Description
I'm trying to compile the stencil3d-omp benchmark of HeCBench: https://github.com/zjin-lcf/HeCBench/blob/master/src/stencil3d-omp/main.cpp
I'm using LLVM version 19.1.3 and I'm offloading to a MI100 AMD GPU.
If I compile the code with -O3 everything works and the results match with the ones from SYCL and HIP:
make CC=clang++ CFLAGS="-fopenmp -fopenmp-targets=amdgcn-amd-amdhsa -Xopenmp-target=amdgcn-amd-amdhsa -march=gfx908"
If I compile the code without any optimization flags the compilation is successful, however at runtime i get the following error:
AMDGPU fatal error 1: Memory access fault by GPU 8 (agent 0x55f222c19fb0) at virtual address 0x7f8c9c06a000. Reasons: Page not present or supervisor privilege Aborted (core dumped)
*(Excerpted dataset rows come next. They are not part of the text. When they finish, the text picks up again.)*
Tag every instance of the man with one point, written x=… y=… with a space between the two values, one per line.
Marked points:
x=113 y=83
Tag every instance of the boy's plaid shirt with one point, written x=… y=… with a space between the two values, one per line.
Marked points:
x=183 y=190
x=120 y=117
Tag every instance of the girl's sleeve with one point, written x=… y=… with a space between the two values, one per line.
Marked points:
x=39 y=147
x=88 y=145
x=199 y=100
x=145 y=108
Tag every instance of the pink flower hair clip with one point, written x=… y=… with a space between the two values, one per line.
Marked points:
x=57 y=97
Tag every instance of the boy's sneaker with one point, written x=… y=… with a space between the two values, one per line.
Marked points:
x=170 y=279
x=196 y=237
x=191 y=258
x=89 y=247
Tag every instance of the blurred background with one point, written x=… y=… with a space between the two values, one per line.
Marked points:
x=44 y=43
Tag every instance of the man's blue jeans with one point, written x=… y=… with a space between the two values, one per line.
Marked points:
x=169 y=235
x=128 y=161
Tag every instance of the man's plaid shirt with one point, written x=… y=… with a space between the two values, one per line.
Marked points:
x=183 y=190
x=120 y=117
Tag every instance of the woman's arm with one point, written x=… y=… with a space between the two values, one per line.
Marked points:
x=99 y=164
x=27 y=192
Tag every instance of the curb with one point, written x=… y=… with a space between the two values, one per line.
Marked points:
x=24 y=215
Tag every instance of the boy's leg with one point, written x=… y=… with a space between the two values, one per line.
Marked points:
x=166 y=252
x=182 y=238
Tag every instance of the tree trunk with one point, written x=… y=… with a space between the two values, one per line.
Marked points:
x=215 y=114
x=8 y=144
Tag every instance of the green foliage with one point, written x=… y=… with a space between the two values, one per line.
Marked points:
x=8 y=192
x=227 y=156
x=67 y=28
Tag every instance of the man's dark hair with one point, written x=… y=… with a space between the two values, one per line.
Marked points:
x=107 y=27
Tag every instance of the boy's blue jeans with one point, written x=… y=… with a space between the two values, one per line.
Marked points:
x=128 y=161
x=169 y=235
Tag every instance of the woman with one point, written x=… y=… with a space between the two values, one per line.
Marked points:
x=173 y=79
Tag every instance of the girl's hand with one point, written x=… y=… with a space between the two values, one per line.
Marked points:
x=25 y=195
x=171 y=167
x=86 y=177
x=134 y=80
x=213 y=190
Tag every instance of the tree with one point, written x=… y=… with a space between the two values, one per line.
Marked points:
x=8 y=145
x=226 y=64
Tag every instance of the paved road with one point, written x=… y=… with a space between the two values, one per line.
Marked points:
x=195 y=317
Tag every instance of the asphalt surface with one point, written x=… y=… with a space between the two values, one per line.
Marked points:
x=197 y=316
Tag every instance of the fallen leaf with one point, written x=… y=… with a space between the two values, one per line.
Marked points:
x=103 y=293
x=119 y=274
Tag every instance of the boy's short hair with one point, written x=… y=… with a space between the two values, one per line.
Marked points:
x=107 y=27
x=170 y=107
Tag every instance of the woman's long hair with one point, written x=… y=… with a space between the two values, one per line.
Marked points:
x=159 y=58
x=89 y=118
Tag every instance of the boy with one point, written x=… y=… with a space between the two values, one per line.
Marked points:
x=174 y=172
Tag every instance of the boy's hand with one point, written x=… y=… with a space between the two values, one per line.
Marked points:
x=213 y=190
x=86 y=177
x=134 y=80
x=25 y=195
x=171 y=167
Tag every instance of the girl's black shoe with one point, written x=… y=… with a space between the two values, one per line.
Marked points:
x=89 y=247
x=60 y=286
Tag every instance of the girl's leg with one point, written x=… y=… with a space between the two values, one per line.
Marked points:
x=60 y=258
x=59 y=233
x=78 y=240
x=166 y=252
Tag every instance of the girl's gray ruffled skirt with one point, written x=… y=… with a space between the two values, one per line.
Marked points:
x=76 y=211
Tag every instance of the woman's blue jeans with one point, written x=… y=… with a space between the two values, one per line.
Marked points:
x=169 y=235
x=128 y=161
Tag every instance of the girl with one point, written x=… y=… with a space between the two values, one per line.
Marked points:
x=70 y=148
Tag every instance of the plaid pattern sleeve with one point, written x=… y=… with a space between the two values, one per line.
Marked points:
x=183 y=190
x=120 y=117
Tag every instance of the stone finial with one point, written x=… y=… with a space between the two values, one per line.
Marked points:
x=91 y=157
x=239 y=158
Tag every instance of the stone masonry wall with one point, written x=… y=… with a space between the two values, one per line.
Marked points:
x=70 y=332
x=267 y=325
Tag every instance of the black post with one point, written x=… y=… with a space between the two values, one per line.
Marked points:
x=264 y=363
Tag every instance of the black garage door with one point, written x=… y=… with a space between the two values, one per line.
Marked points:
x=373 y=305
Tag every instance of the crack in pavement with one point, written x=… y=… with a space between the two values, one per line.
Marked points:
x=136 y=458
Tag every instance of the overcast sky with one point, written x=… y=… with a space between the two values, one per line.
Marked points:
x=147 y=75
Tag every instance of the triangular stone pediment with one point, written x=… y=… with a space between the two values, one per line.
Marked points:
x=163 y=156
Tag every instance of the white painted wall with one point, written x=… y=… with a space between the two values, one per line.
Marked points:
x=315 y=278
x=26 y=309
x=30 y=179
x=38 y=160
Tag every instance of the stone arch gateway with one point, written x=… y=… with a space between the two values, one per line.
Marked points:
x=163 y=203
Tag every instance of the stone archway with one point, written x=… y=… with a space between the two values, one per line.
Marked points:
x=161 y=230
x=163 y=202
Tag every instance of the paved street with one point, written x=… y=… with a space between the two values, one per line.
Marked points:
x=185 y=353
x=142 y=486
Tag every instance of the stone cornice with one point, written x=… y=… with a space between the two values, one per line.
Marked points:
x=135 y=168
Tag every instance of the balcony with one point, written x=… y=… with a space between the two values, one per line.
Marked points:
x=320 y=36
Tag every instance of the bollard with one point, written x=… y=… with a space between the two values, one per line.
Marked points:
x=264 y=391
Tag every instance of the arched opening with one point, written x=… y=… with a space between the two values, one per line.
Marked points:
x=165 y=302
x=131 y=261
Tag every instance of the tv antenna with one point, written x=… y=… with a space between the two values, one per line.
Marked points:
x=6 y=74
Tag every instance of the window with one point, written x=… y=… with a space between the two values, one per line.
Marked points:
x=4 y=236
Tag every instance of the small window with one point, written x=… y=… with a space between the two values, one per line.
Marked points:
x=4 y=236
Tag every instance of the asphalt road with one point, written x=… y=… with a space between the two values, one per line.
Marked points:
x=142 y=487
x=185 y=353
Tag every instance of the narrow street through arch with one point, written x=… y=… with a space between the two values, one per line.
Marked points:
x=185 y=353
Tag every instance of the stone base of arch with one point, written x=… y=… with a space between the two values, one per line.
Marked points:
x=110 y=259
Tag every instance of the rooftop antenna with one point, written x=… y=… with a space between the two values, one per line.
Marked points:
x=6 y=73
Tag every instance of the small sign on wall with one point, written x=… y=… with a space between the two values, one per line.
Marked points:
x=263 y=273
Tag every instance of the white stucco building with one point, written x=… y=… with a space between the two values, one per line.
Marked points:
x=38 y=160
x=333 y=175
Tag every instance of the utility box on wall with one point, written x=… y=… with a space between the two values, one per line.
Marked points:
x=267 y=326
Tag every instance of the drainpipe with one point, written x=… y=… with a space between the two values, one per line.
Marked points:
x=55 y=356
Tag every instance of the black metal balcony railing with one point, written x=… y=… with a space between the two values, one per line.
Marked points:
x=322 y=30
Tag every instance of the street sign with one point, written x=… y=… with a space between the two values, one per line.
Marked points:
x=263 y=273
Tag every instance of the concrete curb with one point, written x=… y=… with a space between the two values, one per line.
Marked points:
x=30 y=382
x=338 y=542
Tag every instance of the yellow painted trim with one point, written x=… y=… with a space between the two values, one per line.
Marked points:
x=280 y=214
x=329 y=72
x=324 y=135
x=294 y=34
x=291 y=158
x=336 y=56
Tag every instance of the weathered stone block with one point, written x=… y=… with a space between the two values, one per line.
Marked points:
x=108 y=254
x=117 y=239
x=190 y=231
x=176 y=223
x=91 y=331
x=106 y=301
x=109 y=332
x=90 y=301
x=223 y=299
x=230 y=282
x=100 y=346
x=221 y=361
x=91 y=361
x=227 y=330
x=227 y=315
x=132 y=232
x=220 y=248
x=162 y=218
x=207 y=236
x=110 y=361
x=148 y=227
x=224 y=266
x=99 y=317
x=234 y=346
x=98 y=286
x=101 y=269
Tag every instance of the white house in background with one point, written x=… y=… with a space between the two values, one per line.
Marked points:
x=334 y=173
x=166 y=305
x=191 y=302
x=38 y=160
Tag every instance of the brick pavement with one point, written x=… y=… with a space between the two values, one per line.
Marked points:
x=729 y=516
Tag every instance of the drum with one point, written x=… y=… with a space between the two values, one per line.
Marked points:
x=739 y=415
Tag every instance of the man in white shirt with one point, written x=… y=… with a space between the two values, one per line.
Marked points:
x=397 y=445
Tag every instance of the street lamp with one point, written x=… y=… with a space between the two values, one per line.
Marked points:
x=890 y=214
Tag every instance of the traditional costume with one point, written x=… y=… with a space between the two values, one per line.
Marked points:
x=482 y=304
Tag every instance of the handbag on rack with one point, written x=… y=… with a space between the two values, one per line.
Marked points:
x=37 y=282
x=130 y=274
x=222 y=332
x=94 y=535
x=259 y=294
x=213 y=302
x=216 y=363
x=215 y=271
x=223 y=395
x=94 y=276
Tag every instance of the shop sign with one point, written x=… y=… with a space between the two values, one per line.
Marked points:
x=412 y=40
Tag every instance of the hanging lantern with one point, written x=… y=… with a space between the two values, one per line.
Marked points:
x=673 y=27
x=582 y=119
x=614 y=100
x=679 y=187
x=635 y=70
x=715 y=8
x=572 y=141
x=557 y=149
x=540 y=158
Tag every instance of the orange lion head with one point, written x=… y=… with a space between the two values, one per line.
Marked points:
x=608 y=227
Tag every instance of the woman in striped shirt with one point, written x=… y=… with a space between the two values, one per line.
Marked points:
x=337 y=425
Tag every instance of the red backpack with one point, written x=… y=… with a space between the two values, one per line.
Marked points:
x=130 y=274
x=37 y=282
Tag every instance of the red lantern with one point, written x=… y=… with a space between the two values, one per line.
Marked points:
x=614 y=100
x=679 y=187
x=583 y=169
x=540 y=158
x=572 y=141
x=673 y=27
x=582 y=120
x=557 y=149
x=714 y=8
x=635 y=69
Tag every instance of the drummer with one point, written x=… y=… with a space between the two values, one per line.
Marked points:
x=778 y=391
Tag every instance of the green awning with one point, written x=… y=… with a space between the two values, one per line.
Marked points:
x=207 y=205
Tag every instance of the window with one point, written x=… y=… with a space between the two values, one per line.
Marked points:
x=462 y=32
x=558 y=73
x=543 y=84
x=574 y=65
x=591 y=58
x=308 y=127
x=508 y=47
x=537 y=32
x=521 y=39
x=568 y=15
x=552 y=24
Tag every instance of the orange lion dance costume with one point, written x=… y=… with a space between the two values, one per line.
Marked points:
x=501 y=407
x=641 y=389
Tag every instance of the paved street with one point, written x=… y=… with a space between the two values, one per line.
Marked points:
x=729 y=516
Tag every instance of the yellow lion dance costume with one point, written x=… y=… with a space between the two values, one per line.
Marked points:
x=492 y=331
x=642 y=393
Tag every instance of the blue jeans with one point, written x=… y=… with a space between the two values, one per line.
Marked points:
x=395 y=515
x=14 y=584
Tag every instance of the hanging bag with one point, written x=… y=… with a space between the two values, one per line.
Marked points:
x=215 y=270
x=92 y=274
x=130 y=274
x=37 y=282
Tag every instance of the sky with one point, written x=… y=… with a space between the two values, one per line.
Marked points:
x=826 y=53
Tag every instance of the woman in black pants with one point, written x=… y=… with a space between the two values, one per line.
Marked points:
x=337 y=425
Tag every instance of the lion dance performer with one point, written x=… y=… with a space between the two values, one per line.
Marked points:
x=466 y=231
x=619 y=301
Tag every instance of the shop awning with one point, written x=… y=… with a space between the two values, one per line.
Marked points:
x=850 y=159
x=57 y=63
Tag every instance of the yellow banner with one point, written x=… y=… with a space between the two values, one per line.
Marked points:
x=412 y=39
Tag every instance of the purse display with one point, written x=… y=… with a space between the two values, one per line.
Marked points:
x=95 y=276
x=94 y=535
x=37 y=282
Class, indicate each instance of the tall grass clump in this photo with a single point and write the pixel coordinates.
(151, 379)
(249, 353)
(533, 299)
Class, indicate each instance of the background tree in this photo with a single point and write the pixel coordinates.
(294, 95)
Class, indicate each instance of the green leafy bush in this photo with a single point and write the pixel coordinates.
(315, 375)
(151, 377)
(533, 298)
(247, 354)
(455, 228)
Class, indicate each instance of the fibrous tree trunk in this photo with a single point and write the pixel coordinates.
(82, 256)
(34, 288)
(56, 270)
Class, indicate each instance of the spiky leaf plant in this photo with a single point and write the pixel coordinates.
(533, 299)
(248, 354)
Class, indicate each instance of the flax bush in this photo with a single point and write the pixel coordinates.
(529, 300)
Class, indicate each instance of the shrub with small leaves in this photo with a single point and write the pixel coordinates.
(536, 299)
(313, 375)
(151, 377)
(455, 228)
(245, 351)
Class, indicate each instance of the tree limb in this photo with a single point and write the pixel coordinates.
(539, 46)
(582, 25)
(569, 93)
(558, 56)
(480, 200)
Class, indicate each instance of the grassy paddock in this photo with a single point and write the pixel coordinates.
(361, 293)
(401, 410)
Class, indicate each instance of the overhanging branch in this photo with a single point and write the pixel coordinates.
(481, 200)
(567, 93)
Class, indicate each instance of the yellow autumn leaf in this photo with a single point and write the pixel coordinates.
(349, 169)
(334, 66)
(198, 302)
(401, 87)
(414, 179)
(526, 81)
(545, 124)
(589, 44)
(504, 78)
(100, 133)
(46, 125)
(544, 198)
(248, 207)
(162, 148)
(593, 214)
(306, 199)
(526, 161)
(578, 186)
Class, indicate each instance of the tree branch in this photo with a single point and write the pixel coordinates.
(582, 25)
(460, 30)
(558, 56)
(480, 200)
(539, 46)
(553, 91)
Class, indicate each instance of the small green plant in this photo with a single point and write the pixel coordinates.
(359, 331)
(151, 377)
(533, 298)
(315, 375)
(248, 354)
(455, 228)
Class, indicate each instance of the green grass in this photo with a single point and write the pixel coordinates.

Lastly, if I compile the code with O0, O1 or O2 I get a Segfault at compilation: O0_compilation_output.txt
The only difference I was able to find between the O0 and O3 version is that the O0 version launches the OpenMP kernels in generic mode and the O3 in generic-SPMD mode. Could this be the reason for the crash?